What to Expect From the Fed This Week
Markets seemed to respond “appropriately” to the jobs report on Friday. We published our immediate take in the aftermath, and that seems to have become the consensus view: that the “real” jobs situation is somewhere in between the household and establishment surveys.
I’ve been doing this for a long time and I don’t think I can remember so many people talking about the discrepancy between the two surveys (though this is certainly not the first time they have deviated by so much).
With the Fed meeting on Wednesday, don’t expect rates to do too much. They should drift a bit higher in yield terms but won’t do much more until we get the dots and Chairman Powell speaks. The market is likely going to bet on Powell’s inner dove making an appearance at the press conference.
Nvidia Could Set the Tone This Week
I don’t typically cover individual stocks, but undefined could well set the tone this week as it starts the week having done a 10-for-1 split that kept a penny dividend for each share.
I’ve heard some argue that the split will allow far more retail participation.
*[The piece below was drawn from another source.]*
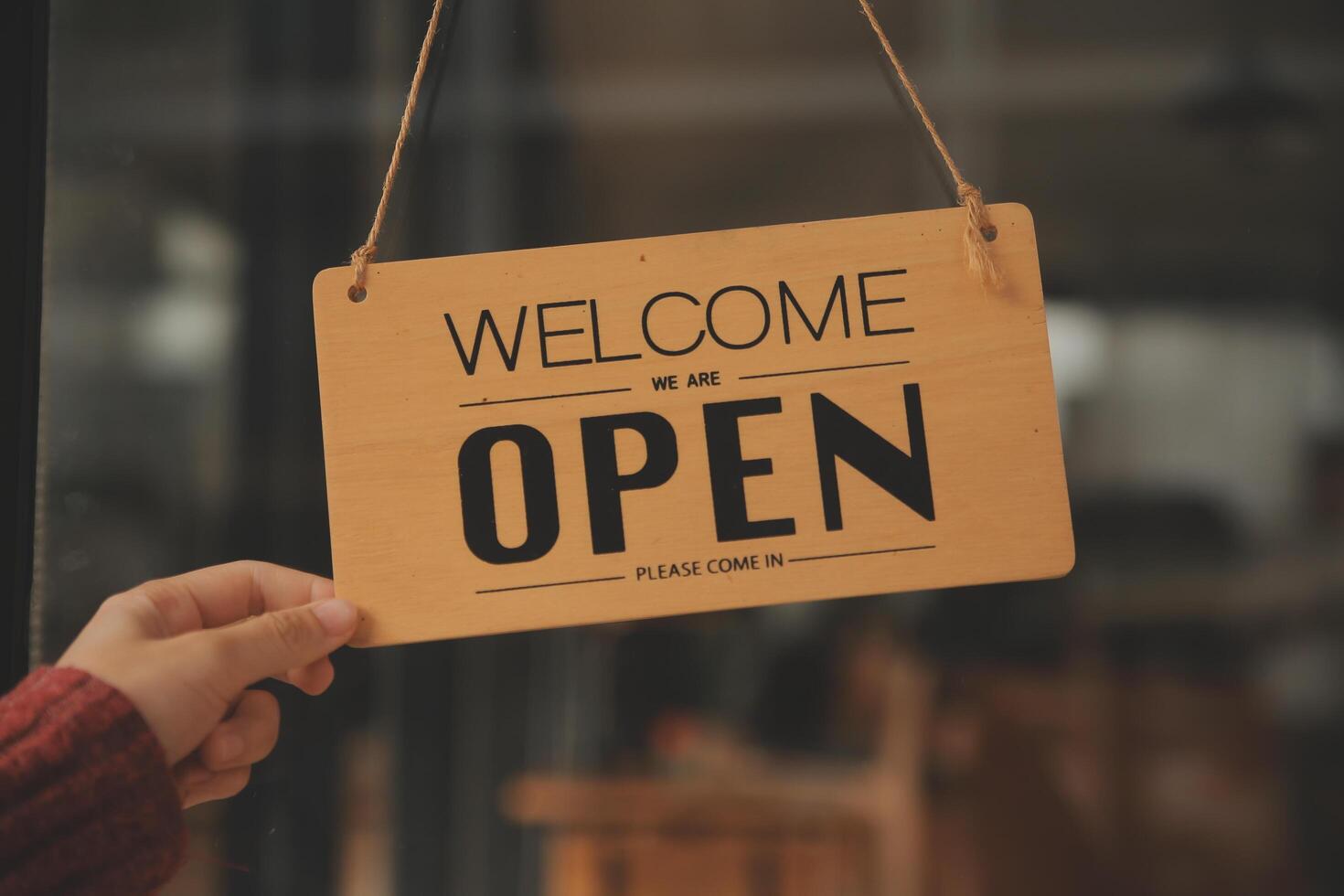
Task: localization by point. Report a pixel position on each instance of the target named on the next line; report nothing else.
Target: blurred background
(1167, 720)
One case for this is that, at above $1,000 a share, it was difficult for retail to participate. Small accounts might not want to have a large percentage of NVDA, just to own one or two shares. The smaller price will let retail allocate more appropriately.
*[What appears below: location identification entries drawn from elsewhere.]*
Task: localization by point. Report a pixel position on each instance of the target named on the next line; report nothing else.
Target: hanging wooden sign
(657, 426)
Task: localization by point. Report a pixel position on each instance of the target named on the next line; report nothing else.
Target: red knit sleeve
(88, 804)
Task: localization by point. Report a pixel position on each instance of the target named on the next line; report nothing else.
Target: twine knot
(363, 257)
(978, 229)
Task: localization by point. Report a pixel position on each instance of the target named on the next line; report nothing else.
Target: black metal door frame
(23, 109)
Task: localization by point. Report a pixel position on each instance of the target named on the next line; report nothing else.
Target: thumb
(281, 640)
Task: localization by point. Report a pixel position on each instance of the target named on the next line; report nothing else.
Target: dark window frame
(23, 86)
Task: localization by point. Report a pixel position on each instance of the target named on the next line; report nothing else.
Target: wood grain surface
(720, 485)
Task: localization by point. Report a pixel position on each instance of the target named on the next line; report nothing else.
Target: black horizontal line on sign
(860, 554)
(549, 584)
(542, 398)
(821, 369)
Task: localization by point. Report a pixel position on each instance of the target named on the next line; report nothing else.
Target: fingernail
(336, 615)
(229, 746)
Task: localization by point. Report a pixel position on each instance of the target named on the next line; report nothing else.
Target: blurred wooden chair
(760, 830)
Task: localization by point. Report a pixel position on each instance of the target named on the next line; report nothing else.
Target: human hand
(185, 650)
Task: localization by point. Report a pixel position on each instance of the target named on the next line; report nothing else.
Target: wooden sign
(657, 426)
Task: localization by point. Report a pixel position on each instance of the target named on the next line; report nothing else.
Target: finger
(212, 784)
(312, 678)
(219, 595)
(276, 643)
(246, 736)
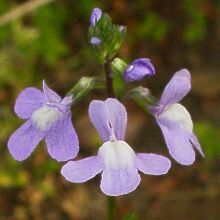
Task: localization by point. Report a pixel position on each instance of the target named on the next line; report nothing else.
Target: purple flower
(175, 121)
(48, 116)
(95, 41)
(95, 16)
(116, 160)
(121, 28)
(138, 69)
I think the split will not help, or may lead to less upward momentum.
The first case against that is how many accounts with less than, say, $20,000, are there? Anyone with $20,000 could have bought one share and had a 5% allocation. I find it difficult to believe, in this day and age, that the stock split is that meaningful for retail. (Back in the day, where everything traded in 100 lots, sure. But now?)
NVDL, a two-times leveraged ETF on NVDA, already exists (and has a market cap of $3 billion). This is so unique in my experience, that I suspect this already catered to the small-account day traders, hence no big change in small-account demand.
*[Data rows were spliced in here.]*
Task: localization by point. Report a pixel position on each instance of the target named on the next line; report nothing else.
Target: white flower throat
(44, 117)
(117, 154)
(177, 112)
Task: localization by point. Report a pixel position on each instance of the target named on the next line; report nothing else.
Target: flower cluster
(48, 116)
I’ve heard that the option pricing might be more punitive and that option prices will become relatively more expensive. That dealers have a tendency to charge more for out of the money options on lower-priced stocks than higher-priced stocks. On the surface, at least mathematically, that doesn’t make sense, but some people I trust have pretty good arguments for this. Anything that shrinks the call option buying and reduces the “gamma squeeze” might prove to be a hindrance.
So, watch NVDA and watch the Fed.
A Look at Credit Markets
While we wait for that, credit markets look to be in great shape.
Since I don’t love yields, I’d hold off on adding investment grade and munis. I think structured credit can continue to do well, and is less dependent on yields. While I’m not buying (JAAA) or (JBBB) , the case could be made (I’m heavily skewed toward muni closed-end funds in my income portion of the portfolio). High yield isn’t as rate dependent as investment grade, so maybe nibble here, though I’d lean toward leveraged loans (floating rate).
Two things that are really important in high yield and leveraged loans are slightly tied to private credit:
- The composition of these markets, especially the high-yield bond market, continues to move toward higher-quality, very large (hence more transparent) issuers than in the past. That makes all the longer-term charts less relevant than otherwise.
- Banks are starting to compete with private credit again, meaning the smaller, lesser-known issuers will see cost of debt reduce, which will move on up the “food chain” helping larger credits as well.
Two Looming Questions
Can the Fed disappoint or help? Can AI disappoint or help?
Those seem to be the two questions that have needed answers every day for the past year. I’m leaning toward disappointment, but more often than not, the market has taken AI and the Fed in a positive light!
At the time of publication, Tchir had no positions in any securities mentioned.